O que Deuteronômio 24 ensina sobre o divórcio?
Deuteronômio 24:1–4 discute a Lei Mosaica relacionada ao divórcio no antigo Israel. Seguem algumas observações sobre essa passagem:
Primeiro, para que um divórcio fosse concedido, era necessário haver um problema relacionado à “indecência”. O versículo 1 diz: “Se ela não encontrar favor aos olhos dele por ter ele encontrado alguma indecência nela …” (ESV). A expressão hebraica utilizada aqui geralmente se referia à indecência sexual, como o adultério (Levítico 18:6–18) ou a exposição indecente (Deuteronômio 23:14). Embora os líderes judeus debatam o que exatamente seria “indecência”, o termo original indicava claramente um comportamento sexual impróprio. Ressalte-se que, neste contexto, o adultério não pode ser a “indecência”, pois esse pecado era punido com a pena de morte.
Segundo, era exigido um certificado de divórcio formal: “Ele lhe escreve um certificado de divórcio e o entrega a ela” (verso 1). O marido não podia simplesmente manifestar seu desejo de se divorciar e seguir em frente; ele era obrigado a fornecer um documento legal escrito, com a presença de testemunhas ao ato.
Terceiro, o casal divorciado deveria deixar de conviver: o marido “a expulsa de sua casa” (verso 1).

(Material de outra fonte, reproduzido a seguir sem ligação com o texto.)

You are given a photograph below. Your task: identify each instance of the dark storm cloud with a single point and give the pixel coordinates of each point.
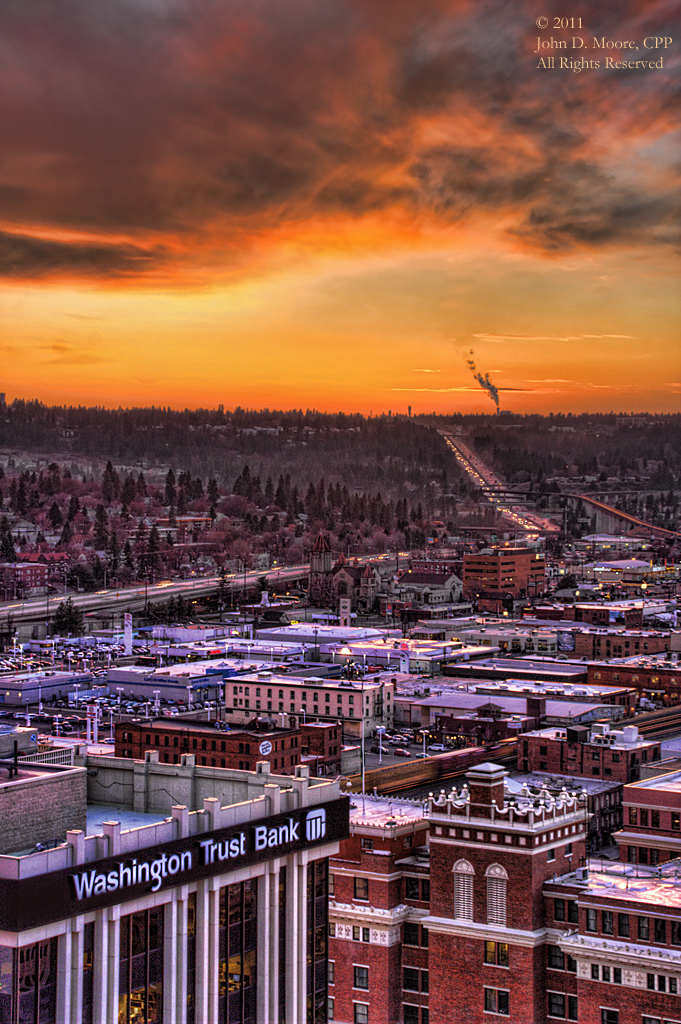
(199, 127)
(22, 256)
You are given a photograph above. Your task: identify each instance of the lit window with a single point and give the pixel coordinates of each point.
(463, 890)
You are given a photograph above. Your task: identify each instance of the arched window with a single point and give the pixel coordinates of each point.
(463, 890)
(497, 880)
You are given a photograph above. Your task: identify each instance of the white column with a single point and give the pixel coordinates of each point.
(204, 971)
(213, 949)
(77, 946)
(170, 968)
(64, 979)
(100, 986)
(267, 946)
(113, 964)
(181, 922)
(296, 952)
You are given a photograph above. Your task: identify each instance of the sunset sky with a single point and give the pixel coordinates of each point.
(332, 204)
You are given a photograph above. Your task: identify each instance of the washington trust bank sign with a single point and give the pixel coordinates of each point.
(41, 899)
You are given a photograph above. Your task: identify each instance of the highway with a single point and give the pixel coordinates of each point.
(39, 609)
(488, 482)
(124, 598)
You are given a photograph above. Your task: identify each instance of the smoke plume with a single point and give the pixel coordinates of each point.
(483, 380)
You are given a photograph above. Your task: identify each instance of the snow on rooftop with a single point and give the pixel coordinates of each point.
(382, 811)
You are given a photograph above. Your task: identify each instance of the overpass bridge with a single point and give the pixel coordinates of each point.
(113, 601)
(608, 519)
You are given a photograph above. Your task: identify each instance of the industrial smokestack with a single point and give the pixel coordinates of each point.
(483, 380)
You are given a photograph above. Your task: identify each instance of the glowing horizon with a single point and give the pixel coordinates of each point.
(287, 206)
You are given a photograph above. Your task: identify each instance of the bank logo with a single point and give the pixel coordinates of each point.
(315, 824)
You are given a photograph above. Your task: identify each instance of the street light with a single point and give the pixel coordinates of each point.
(380, 730)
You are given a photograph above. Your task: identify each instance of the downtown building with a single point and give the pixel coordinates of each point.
(197, 896)
(481, 905)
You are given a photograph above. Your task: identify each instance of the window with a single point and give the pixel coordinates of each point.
(362, 888)
(463, 890)
(497, 953)
(556, 1005)
(497, 879)
(360, 1013)
(360, 979)
(496, 1001)
(411, 888)
(411, 979)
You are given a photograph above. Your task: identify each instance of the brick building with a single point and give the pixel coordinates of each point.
(613, 950)
(24, 579)
(598, 644)
(518, 572)
(218, 749)
(595, 752)
(480, 905)
(357, 706)
(651, 832)
(378, 889)
(653, 677)
(322, 740)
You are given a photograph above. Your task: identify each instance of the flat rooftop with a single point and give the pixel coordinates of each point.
(661, 886)
(541, 779)
(382, 811)
(98, 813)
(671, 782)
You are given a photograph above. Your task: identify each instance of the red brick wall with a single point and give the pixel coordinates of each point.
(458, 963)
(565, 758)
(384, 994)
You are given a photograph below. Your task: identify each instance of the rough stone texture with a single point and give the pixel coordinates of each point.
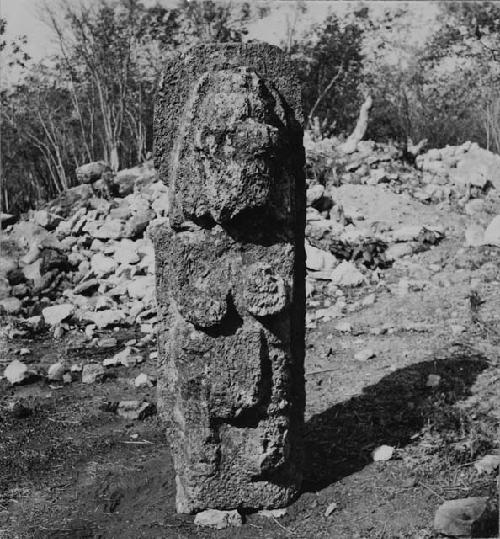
(231, 276)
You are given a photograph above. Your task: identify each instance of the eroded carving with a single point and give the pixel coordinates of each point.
(230, 271)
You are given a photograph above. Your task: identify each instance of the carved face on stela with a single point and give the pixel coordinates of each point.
(232, 152)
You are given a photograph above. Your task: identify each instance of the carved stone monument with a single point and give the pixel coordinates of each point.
(231, 276)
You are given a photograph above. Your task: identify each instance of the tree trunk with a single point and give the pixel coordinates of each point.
(357, 135)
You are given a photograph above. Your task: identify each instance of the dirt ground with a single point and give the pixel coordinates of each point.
(70, 468)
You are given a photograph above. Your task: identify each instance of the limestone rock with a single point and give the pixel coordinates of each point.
(383, 453)
(231, 289)
(144, 380)
(16, 372)
(92, 372)
(474, 236)
(10, 305)
(56, 372)
(135, 409)
(460, 518)
(213, 518)
(488, 464)
(319, 260)
(347, 274)
(57, 313)
(492, 232)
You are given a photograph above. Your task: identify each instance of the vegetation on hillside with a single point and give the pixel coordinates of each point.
(93, 99)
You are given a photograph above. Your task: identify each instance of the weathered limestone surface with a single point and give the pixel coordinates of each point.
(231, 276)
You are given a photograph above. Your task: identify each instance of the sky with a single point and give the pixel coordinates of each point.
(23, 18)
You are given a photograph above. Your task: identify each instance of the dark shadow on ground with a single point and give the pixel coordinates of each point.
(339, 441)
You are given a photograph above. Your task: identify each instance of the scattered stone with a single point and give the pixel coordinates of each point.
(91, 172)
(383, 453)
(213, 518)
(398, 250)
(433, 380)
(319, 260)
(92, 372)
(107, 342)
(492, 233)
(474, 236)
(347, 274)
(273, 513)
(488, 464)
(57, 314)
(56, 372)
(10, 305)
(104, 319)
(344, 327)
(16, 372)
(135, 409)
(330, 509)
(144, 380)
(462, 517)
(365, 354)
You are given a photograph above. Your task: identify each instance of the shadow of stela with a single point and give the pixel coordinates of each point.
(339, 441)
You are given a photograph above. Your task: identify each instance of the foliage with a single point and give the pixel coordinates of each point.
(329, 65)
(94, 99)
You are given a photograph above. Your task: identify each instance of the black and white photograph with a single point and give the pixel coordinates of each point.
(249, 269)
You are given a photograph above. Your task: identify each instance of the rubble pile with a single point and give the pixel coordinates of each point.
(85, 260)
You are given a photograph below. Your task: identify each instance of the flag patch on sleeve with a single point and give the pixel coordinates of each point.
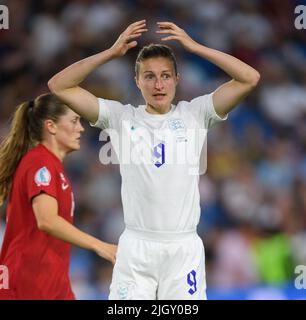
(42, 177)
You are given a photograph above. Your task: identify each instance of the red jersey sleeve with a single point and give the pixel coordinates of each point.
(42, 178)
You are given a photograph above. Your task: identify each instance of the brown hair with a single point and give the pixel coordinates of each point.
(26, 130)
(153, 51)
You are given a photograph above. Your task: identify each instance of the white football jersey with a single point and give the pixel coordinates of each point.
(160, 159)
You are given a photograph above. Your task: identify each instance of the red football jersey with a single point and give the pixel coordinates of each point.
(38, 263)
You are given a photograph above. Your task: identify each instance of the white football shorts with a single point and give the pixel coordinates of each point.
(159, 266)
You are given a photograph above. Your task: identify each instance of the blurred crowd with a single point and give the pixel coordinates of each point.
(253, 195)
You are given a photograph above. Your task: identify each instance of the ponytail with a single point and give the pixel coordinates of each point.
(13, 147)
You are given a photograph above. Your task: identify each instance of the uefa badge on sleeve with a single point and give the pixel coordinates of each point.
(42, 177)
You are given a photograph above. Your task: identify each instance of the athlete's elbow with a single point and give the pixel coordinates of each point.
(52, 85)
(254, 79)
(45, 225)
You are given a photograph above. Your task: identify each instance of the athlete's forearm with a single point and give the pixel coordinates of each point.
(61, 229)
(73, 75)
(234, 67)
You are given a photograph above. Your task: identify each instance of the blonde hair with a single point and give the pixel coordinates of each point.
(26, 130)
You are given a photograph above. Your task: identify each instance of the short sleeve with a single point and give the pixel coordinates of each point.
(204, 111)
(40, 178)
(110, 113)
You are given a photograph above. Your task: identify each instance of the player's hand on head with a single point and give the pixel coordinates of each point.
(127, 38)
(175, 33)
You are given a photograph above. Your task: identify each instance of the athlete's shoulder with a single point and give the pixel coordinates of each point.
(37, 158)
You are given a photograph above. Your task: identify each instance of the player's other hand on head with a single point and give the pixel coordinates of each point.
(127, 38)
(173, 32)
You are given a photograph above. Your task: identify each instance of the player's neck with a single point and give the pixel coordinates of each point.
(157, 110)
(60, 154)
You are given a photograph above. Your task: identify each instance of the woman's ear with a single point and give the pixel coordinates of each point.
(50, 126)
(178, 77)
(136, 81)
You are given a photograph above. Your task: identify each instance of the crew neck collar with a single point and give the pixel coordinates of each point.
(156, 116)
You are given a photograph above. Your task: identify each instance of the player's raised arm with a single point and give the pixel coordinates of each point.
(65, 84)
(244, 77)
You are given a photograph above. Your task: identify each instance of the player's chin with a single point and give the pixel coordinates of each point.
(75, 146)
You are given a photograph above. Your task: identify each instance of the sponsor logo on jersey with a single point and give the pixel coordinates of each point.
(65, 185)
(125, 290)
(42, 177)
(159, 155)
(177, 126)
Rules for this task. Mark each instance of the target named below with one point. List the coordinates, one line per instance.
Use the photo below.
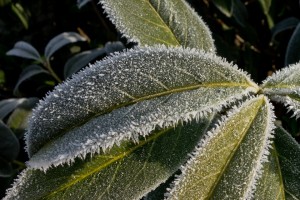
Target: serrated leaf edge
(213, 133)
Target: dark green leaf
(6, 169)
(24, 50)
(61, 40)
(9, 145)
(168, 22)
(288, 153)
(27, 73)
(81, 60)
(283, 25)
(18, 120)
(8, 105)
(292, 53)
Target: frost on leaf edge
(213, 133)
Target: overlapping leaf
(128, 171)
(171, 23)
(179, 84)
(228, 161)
(281, 175)
(284, 86)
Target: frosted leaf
(102, 132)
(128, 78)
(165, 22)
(281, 176)
(126, 172)
(228, 161)
(284, 87)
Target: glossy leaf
(8, 105)
(128, 171)
(9, 146)
(111, 47)
(24, 50)
(228, 162)
(27, 73)
(81, 3)
(283, 25)
(292, 53)
(61, 40)
(18, 120)
(183, 75)
(284, 86)
(171, 23)
(288, 159)
(82, 59)
(224, 6)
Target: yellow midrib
(104, 165)
(222, 171)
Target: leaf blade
(155, 72)
(171, 23)
(283, 87)
(24, 50)
(61, 40)
(144, 166)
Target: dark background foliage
(250, 35)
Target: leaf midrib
(120, 156)
(232, 154)
(147, 97)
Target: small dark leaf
(224, 6)
(61, 40)
(17, 121)
(9, 145)
(8, 105)
(283, 25)
(81, 60)
(81, 3)
(111, 47)
(6, 169)
(292, 53)
(27, 73)
(24, 50)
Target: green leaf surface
(8, 105)
(61, 40)
(292, 53)
(26, 74)
(82, 59)
(288, 154)
(169, 22)
(128, 171)
(18, 120)
(154, 79)
(227, 163)
(284, 87)
(9, 146)
(24, 50)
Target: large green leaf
(168, 22)
(128, 171)
(288, 159)
(284, 86)
(228, 162)
(178, 84)
(281, 175)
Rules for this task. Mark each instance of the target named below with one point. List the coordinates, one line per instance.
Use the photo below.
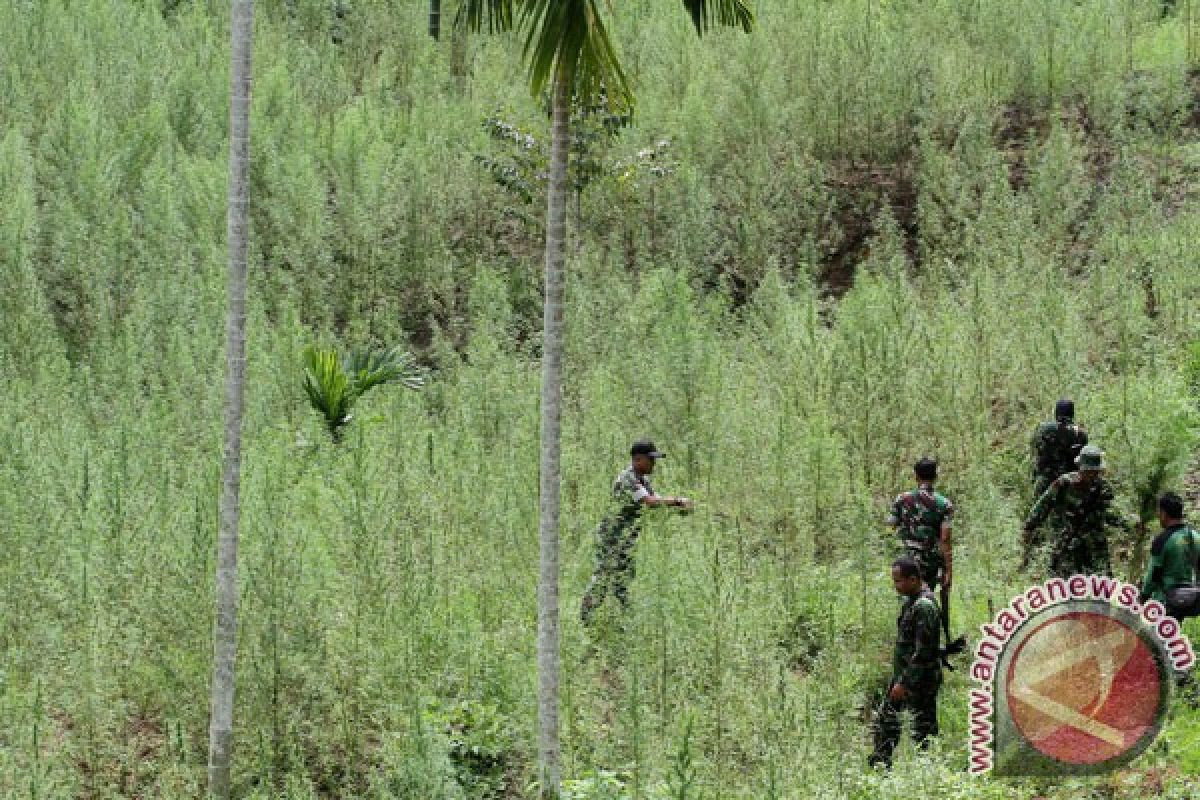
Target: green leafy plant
(334, 386)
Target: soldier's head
(925, 470)
(1090, 463)
(906, 576)
(645, 453)
(1170, 509)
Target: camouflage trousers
(615, 567)
(1080, 552)
(930, 563)
(922, 703)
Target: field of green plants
(868, 232)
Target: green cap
(1091, 458)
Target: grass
(1006, 230)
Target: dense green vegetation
(870, 230)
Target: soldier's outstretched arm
(666, 501)
(947, 546)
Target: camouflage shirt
(917, 659)
(1055, 447)
(1075, 506)
(1173, 559)
(628, 492)
(918, 517)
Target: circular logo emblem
(1086, 687)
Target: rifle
(959, 644)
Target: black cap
(925, 469)
(646, 447)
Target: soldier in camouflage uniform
(1055, 446)
(1080, 507)
(618, 533)
(923, 519)
(916, 666)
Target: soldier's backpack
(1057, 449)
(1183, 601)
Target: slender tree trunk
(225, 636)
(551, 428)
(436, 18)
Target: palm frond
(707, 14)
(334, 384)
(569, 38)
(367, 368)
(328, 388)
(493, 16)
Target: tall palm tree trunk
(551, 429)
(436, 18)
(225, 636)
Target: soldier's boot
(592, 599)
(924, 717)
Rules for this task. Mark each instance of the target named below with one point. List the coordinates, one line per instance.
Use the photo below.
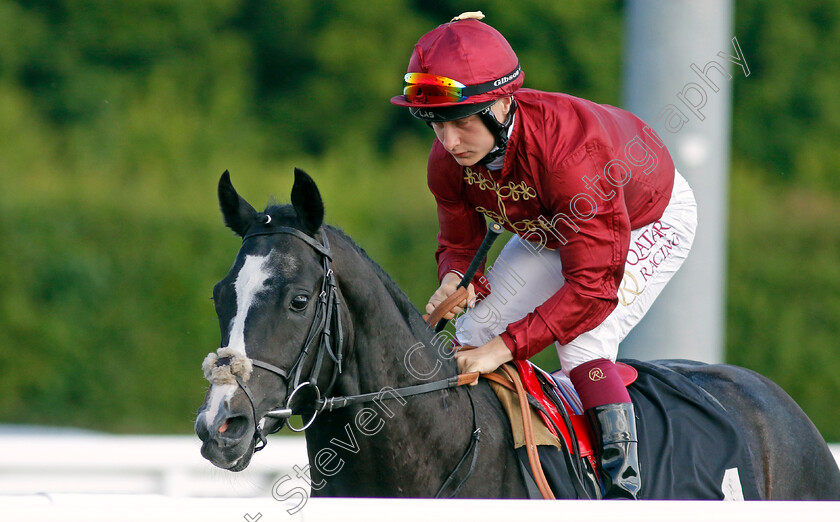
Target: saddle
(555, 416)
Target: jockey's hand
(447, 287)
(485, 358)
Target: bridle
(327, 329)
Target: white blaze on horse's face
(250, 281)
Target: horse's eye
(299, 302)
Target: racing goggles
(431, 89)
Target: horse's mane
(410, 314)
(408, 311)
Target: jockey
(601, 219)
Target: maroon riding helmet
(459, 69)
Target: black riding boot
(615, 432)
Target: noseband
(221, 366)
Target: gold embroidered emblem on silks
(512, 191)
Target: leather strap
(530, 446)
(446, 306)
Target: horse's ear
(238, 213)
(306, 199)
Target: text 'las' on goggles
(431, 89)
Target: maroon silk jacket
(577, 178)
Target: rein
(328, 320)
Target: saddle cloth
(689, 446)
(553, 392)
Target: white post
(680, 62)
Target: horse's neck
(391, 344)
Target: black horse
(305, 312)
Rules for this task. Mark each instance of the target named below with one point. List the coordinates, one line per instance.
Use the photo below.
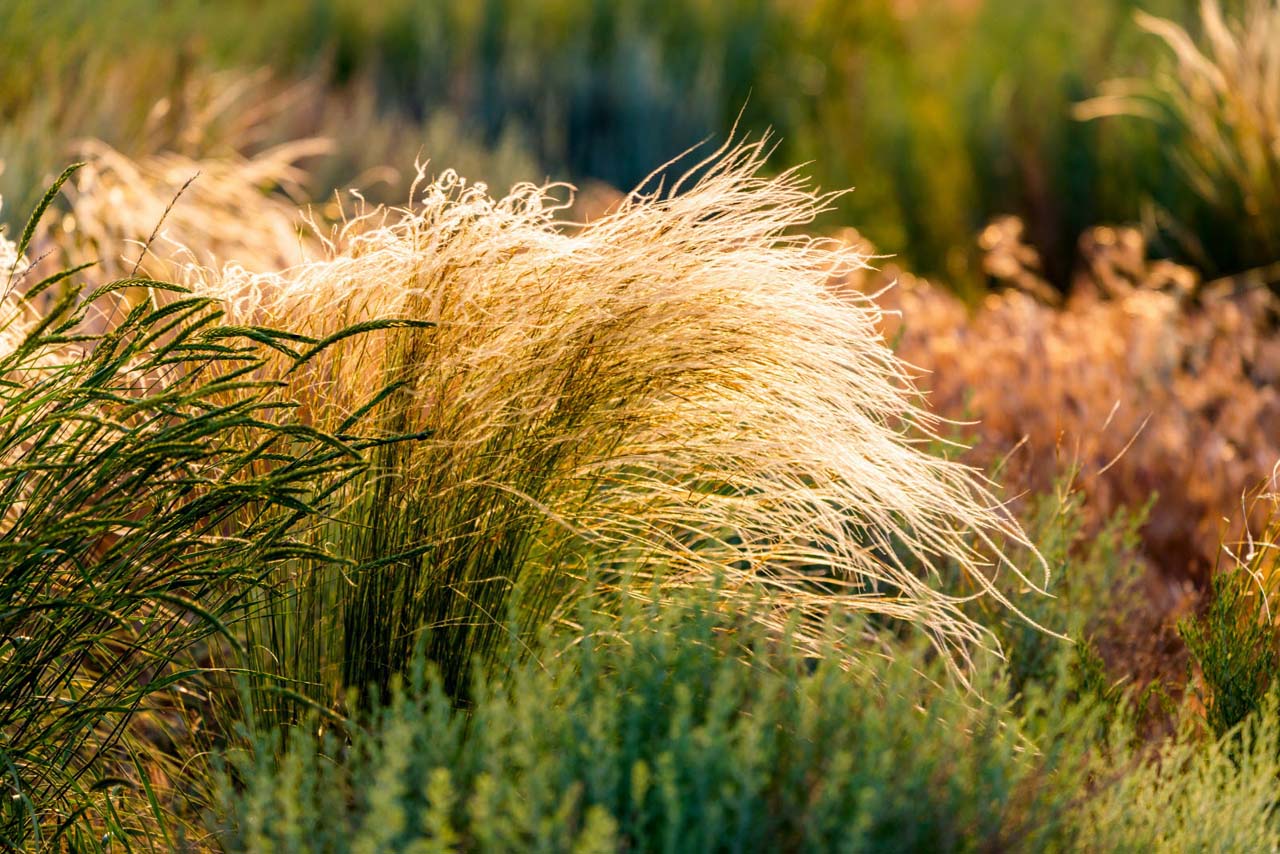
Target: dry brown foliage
(1146, 380)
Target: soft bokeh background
(1077, 206)
(941, 114)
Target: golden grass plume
(671, 387)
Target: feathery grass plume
(670, 388)
(146, 479)
(1223, 99)
(165, 210)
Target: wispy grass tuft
(672, 387)
(1221, 97)
(147, 480)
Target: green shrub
(146, 484)
(679, 726)
(1235, 647)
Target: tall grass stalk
(147, 480)
(1221, 97)
(670, 387)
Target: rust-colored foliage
(1144, 379)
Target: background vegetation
(466, 526)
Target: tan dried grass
(671, 388)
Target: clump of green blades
(147, 483)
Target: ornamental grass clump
(671, 389)
(147, 480)
(1220, 104)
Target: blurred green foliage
(941, 115)
(685, 727)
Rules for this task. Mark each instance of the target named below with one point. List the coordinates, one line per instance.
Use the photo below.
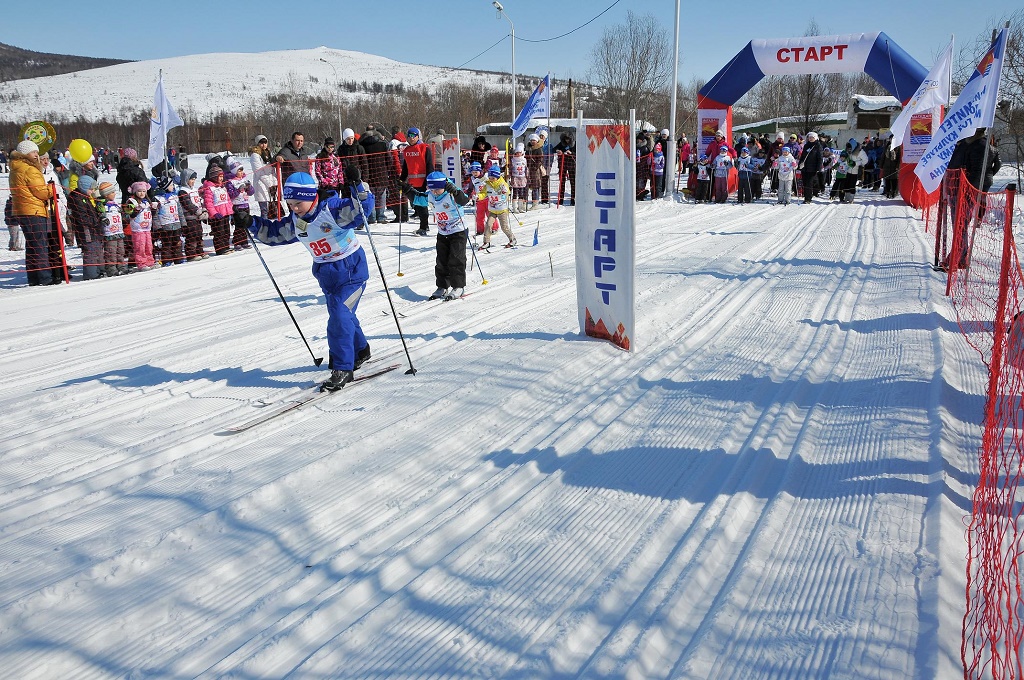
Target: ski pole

Viver juntos como um casal não casado não era aceitável naquela sociedade, e um casal divorciado era considerado como tal.
Quarto, a mulher divorciada poderia se casar com outro homem: “Depois que ela deixar a casa dele, torna-se a esposa de outro homem” (verso 2). O texto não especifica que a mulher deve necessariamente se casar novamente, mas também não a proíbe de fazê-lo. Na sociedade da época, uma mulher solteira teria poucas alternativas além de buscar um novo marido ou retornar à casa de seu pai.
Quinto, o cônjuge divorciado não podia voltar a se casar com o primeiro parceiro se este já tivesse se casado com outra pessoa: “O primeiro marido, que a divorciou, não pode casar-se novamente com ela” (verso 4).
Os ensinamentos do Novo Testamento proporcionam uma visão adicional sobre o tema do divórcio. Jesus lembrou aos líderes religiosos que Deus nunca teve a intenção do divórcio: “Moisés permitiu que vocês se divorciassem de suas esposas por causa da dureza dos seus corações, mas não era assim desde o princípio” (Mateus 19:8). Esse “princípio” remete à união original de Adão e Eva, concebida como um casamento vitalício entre um homem e uma mulher, conforme o design de Deus.
Além disso, Jesus ensinou que a imoralidade sexual era uma razão legítima para o divórcio: “Eu lhes digo que qualquer que se divorciar de sua esposa, a não ser em caso de imoralidade sexual, a torna adúltera” (Mateus 5:31). O apóstolo Paulo acrescentou, em 1 Coríntios 7:10–11, que “a esposa não deve se separar do marido. Mas, se o fizer, esteja ela sem casar ou se reconcilie com o marido. E o marido não deve divorciar-se de sua esposa.” Há também uma orientação para os cristãos que têm cônjuges descrentes: “Se o descrente se separar, que se separe; nesse caso, o irmão ou a irmã não está sujeito a escravidão” (1 Coríntios 7:15).
Embora o divórcio não fizesse parte do plano original de Deus para o casamento, a natureza pecaminosa da humanidade acabou por demandá-lo, e a Lei Mosaica regulou as circunstâncias em que era permitido. Tanto os ensinamentos de Jesus quanto os do Novo Testamento reafirmam a intenção original do casamento como uma união perpétua entre um homem e uma mulher, estabelecendo, contudo, exceções limitadas para o divórcio.